Monday, October 18, 2004

Lunch for the rice cutters

Everybody loves a baby


The rice harvest is underway and we had lunch today with Waree's sister Rat at one of her farms. There are many small farms scattered around Ban Pho and Rat has four. The rice is cut by hand with sickles and left to dry in bunches in the field. Everybody seems to enjoy cutting the rice even though they only get paid 100 baht (about $3) for a day's work.

Its still early in the season and the rice they are harvesting is in an area where there is little water so it ripened quickly but with poor quality rice and low yields. The return on rice farming is so low that I wonder anybody does it at all but like many things in Thailand people do it because they have always done it and maybe there is nothing else to be done with the land.

Rice is central to the community and is used as a currency and for gifts to the temple, monks, ghosts etc.

Rat prepared the food and we all sat up on a first floor ramshackle farm building made out of rotten timber. We had noodles and sticky rice rolled into a ball by hand and dipped into hot chili and beef dishes plus many other bits and pieces. I am becoming more acclimatised to the hot food and had no difficulty eating although it is still difficult for me to abandon a lifetime of Western hygiene and share eating utensils.
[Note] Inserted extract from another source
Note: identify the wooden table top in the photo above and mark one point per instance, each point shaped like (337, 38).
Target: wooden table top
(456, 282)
This lack of hygiene doesn't seem to do the people any harm and I am always very fit when I am here. I have had my hep A jab (+BJ) or course. When Adam was born the doctor gave him a hep B injection (which I believe is common in Western hospitals now) and when I asked why not a hep A he said that 80% of the population had antibodies to hep A anyway, which is not surprising given the sharing of food utensils. I suspect that this is healthier than our obsession with germs in any case. I have long thought that one of the functions of kissing is to spread immunity amongst communities. Why else would people press their lips together?

It was a very pleasant lunch with many jokes about the Farang of course which the Farang didn't fully understand but enjoyed just the same. Adam was also a great attraction as you can see in the photo above. Waree’s mother had been concerned that he should come into contact with people who had been harvesting rice as it makes you itchy, but Rat had been cooking so she held him.

After lunch the remains were swept through the cracks in the floor and Rat washed up the dishes in cold water. Some slept under a tree before going back to work.....and we went home with Waree holding our 2 week old baby on the back of the motorcy.